The event was produced by BBC Studios via trusted broadcast sound supervisors, Kevin Duff and Andy Deacon of Zen Broadcast and the staging concept was designed by Ric Lipson of Stufish. Britannia Row Productions supplied the audio system.
Milton took TiMax SoundHub as the starting point of his audio design because of the spatial audio engine’s ability to natively simplify an audio environment, delivering multiple audio sources to any system of loudspeakers then facilitating its regeneration into an ideal listening environment. He added, “With TiMax, we were able to redeploy every loudspeaker with an individual time on it so they would image back to where it was coming from, and the performance would stay locked in musically.”
A matching pair of 64-channel TiMax SoundHub delay-matrix spatial processors were supplied by TiMax manufacturers Out Board, ensuring redundancy for the high-profile event broadcasting live to air. Milton’s initial design accommodated what “…became four events, all very different in concept, and each using the audio department’s timecode output to trigger every other aspect of the shows, from lighting, projection mapping and even drones.”
A multichannel distributed L-Acoustics sound system served the four grandstand seating blocks opposite the stages, and around the main QVM stage. All stages were mixed and controlled via a Digico consoles, bussed through to a master Digico Quantum SD7, then bussed via Dante and AES to TiMax, where the final mix was distributed via Dante over fibre to the pre-imaged and delay-matrixed loudspeaker positions.
Having not had his hands on TiMax before, Milton worked in a few trips to Cambridge to meet with Out Board director Robin Whittaker, who also spent several days on site helping to bed in the final set up pre-show. What amazed Milton was the accuracy of the transfer from his offline design to online.
Milton confirmed, “We had a two-day on-site set up period and TiMax transferred perfectly. The top of The Mall is a huge area and TiMax delivered a system perfectly in time, which is just amazing. We had a functioning system on day one and went straight into orchestral rehearsal day two. Incredible!”

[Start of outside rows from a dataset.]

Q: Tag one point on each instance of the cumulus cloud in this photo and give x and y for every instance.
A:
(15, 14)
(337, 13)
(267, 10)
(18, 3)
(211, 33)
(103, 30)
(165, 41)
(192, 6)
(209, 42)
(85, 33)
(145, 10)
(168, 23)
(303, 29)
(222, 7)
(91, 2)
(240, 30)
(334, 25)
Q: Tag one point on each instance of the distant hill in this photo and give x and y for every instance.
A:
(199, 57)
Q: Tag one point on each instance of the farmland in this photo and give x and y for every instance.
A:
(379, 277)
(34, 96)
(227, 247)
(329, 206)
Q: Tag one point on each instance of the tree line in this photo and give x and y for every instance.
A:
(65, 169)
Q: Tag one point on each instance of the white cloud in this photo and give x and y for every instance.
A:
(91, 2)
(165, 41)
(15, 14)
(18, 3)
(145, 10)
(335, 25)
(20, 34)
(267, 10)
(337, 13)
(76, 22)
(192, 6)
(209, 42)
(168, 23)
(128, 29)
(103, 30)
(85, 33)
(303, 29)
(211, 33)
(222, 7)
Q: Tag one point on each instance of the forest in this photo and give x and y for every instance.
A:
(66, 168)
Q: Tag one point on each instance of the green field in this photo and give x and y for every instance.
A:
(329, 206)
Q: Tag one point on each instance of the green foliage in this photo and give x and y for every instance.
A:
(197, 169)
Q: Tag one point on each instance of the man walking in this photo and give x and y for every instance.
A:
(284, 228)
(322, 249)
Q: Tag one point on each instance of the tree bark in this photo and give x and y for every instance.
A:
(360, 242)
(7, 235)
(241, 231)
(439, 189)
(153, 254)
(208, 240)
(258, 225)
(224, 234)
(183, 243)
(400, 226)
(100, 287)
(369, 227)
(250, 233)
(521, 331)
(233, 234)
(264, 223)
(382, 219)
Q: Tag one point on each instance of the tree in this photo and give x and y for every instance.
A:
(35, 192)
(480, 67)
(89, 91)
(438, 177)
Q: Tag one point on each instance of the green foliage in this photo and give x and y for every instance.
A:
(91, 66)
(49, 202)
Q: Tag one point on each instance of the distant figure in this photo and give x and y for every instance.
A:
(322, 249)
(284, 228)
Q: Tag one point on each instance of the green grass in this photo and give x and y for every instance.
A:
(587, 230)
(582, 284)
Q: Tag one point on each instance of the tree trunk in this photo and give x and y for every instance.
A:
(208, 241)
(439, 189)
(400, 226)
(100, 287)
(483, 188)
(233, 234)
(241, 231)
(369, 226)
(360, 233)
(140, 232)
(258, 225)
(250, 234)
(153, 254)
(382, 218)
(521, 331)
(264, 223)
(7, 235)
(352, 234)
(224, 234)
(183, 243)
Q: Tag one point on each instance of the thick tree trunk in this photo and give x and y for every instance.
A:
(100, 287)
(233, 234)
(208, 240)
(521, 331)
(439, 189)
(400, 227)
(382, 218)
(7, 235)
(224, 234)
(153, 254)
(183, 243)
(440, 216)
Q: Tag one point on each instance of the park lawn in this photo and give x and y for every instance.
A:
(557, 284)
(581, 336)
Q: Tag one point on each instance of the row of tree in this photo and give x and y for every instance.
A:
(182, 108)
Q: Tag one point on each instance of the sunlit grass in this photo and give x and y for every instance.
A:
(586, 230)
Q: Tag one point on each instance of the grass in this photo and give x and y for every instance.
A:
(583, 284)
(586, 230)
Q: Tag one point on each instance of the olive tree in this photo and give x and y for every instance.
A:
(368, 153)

Milton concluded: “Not only was it a great honour to be involved in this historic event, but actually, what we discovered – Mark Edwards, my system engineer and I, is that TiMax is the way you should approach any show, even if you’re not using it for 3D spatial placement. The ease of planning the pre-production which you need on your system before getting onto site is second to none. You can accurately time your whole system before you’ve even walked into the venue.”